Preterm birth (PTB) is the leading cause of morbi-mortality in neonates. Endocannabinoid system (ECs) is one of the several pathways implicated in physiopathology of reproduction and previous results from our lab have demonstrated its participation in PTB. The decidua is an essential tissue for preparing, establishing and maintaining pregnancy. Before the onset of labor, the decidua thins to facilitate labor in progress. However, a premature regression of the decidua is associated with preterm parturition. We have CD1-knock out mice for the cannabinoid receptor 1 (CB1-KO), so, we aimed to study the participation of CB1 receptor on late pregnancy and also in an inflammatory model of PTB. First, using CB1-KO mice, we analyzed different pregnancy parameters and observed that CB1-KO mice present higher reproductive efficiency than WT mice (79,45% WT vs. 90,2% CB1-KO p<0.05). Also, we observed that CB1-KO mice have increased fetal viability on day 15 of pregnancy in comparison with CB1-WT mice (96% WT vs. 100% CB1-KO p<0.05). No differences were observed neither pregnancy length nor litter size. We developed a murine model of PTB induced by two injections of LPS in CB1-KO mice (ip. 10ug/g of weight and 3h later 20ug/g of weigh respectively on day 15 of pregnancy). We observed that CB1-KO mice show lower PTB than WT mice (56% CB1-KO vs. 81,5% WT p<0.05).
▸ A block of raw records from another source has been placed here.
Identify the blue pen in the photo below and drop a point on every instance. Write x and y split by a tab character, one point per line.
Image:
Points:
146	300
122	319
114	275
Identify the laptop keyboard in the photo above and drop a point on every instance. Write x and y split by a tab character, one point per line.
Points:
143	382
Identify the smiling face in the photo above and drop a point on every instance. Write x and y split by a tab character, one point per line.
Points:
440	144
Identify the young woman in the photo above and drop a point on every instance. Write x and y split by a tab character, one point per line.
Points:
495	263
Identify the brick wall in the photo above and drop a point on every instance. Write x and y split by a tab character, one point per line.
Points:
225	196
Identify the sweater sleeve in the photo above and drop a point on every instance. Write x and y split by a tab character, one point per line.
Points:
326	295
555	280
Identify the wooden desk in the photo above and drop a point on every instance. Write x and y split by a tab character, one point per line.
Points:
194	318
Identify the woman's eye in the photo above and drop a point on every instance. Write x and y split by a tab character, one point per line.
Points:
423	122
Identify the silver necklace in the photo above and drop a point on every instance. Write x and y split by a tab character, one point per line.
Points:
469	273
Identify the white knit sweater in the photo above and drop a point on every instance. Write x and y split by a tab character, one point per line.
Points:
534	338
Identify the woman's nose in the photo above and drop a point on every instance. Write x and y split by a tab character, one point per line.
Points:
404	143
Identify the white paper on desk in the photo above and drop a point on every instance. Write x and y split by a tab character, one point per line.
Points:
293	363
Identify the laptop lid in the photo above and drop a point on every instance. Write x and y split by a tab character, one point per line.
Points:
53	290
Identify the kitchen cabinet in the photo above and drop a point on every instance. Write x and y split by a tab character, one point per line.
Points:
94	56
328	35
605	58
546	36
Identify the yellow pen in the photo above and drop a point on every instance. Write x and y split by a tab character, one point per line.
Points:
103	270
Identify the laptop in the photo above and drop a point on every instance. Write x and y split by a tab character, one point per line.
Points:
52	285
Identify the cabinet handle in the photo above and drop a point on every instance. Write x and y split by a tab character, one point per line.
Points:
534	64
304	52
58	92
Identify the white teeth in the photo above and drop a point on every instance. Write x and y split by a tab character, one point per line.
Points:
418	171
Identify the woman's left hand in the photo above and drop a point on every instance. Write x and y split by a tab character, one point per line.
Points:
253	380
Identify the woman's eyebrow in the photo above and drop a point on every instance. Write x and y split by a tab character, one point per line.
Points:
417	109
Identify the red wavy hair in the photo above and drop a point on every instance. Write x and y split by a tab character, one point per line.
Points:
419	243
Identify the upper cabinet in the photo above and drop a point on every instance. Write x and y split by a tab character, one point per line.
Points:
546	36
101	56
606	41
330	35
We analyzed the decidual weight after LPS treatment and found no differences between genotypes or treatments. However, when we analyzed the histology of the maternal-fetal interface, we observed that the decidua/placenta area was lower in LPS-treated mice in comparison with control, and the same pattern was observed both in CB1-WT and CB1-KO mice. Altogether, the results show that CB1-KO mice have higher reproductive efficiency and show a lower rate of PTB in an LPS-induced model, suggesting the central role of ECs in pregnancy.